# Eagel Cuda 168



## poldi82 (3. September 2017)

Hallo,

habe ein Boot erworben wo das o.g. Gerät verbaut ist. Ist das noch nutzbar, oder sollte ich mir einfach ein neues günstiges Echo zulegen.

Mir geht's in erster Linie um die Tiefe, Struktur und eventuell Beschaffenheit des Bodens. 

Hätte vielleicht jemand zu dem Eagel eine Bedienungsanleitung?


Dank und Gruß,

Jörg


----------



## Franz_16 (3. September 2017)

*AW: Eagel Cuda 168*

Hallo polid82.
das Eagle Cuda 168 war so vor ca. 15 Jahren das Low-Budget Echolot schlechthin. 

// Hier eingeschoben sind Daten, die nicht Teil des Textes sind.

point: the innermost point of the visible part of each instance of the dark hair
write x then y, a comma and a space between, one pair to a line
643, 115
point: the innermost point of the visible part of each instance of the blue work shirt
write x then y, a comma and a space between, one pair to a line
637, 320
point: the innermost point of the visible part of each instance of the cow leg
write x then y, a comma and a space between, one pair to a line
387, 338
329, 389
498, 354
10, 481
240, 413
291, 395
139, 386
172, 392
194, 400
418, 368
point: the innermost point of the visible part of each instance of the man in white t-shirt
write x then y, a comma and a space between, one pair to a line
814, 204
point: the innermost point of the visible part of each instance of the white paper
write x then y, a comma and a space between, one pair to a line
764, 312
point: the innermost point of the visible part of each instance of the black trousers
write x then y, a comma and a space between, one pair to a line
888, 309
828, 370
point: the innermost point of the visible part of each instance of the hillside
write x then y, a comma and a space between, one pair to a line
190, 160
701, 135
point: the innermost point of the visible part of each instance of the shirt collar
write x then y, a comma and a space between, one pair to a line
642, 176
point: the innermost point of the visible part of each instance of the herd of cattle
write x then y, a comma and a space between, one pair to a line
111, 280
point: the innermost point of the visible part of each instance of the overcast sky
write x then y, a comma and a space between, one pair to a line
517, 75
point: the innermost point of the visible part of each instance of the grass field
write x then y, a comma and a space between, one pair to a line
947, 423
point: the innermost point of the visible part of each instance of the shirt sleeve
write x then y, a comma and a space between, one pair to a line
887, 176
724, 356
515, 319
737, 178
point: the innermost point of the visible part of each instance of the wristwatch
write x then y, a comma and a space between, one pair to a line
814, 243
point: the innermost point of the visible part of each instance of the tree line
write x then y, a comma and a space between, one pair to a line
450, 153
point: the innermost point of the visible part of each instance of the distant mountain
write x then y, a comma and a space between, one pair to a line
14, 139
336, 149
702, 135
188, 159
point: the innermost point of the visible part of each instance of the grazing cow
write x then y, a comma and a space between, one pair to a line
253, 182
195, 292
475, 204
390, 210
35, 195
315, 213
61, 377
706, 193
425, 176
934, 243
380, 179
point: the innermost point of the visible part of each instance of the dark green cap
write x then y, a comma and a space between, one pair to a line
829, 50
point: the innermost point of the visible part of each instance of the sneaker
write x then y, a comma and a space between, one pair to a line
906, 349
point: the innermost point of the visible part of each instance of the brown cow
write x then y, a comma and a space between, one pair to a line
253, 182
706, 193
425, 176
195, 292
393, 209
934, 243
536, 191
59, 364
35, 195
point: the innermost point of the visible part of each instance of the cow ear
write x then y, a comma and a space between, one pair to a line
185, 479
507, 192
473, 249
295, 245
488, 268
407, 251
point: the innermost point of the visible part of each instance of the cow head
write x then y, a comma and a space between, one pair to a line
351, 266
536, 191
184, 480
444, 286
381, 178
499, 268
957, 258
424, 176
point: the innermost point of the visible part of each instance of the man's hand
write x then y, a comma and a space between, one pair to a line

Die Frage ist halt, was man damit vor hat. Die Tiefe anzeigen kann es, Strukturen kann man zumindest grob auch finden. 
Das wars dann. Wenn das reicht, spricht nix dagegen es zu benutzen. 

Eine Anleitung findest du hier:
http://www.eaglenav.com/upload/Eagle/Documents/Manuals/cuda128_0143-631_111902.pdf 

Heutzutage gibts natürlich wesentlich leistungsfähigere Echolote. 
Die Auflösung (auch der günstigen Geräte) ist mittlerweile besser, es gibt dazu noch neue, weitere Techniken wie etwa Downscan und Sidescan. Oftmals hat man auch ein GPS integriert und kann über das Echolot dann auch navigieren oder eigene Seekarten erstellen und und und. 

Schau dir vllt. auch mal dieses Video an:
[youtube1]qmg5YLFcxvw[/youtube1]

https://www.youtube.com/watch?v=qmg5YLFcxvw


----------



## poldi82 (3. September 2017)

*AW: Eagel Cuda 168*

Danke für die prompte Antwort, Franz. Werde mir das Video Mal anschauen, denn von Echos hab ich null Plan. Fange jetzt aber mit der Bootsangelei an und da stellen sich halt solche Fragen...

Gruß Jörg


----------



## Karsten01 (3. September 2017)

*AW: Eagel Cuda 168*

Moin Jörg, falls Du die Anleitung lieber in Deutsch haben möchtest, ich hab sie noch als PDF.


----------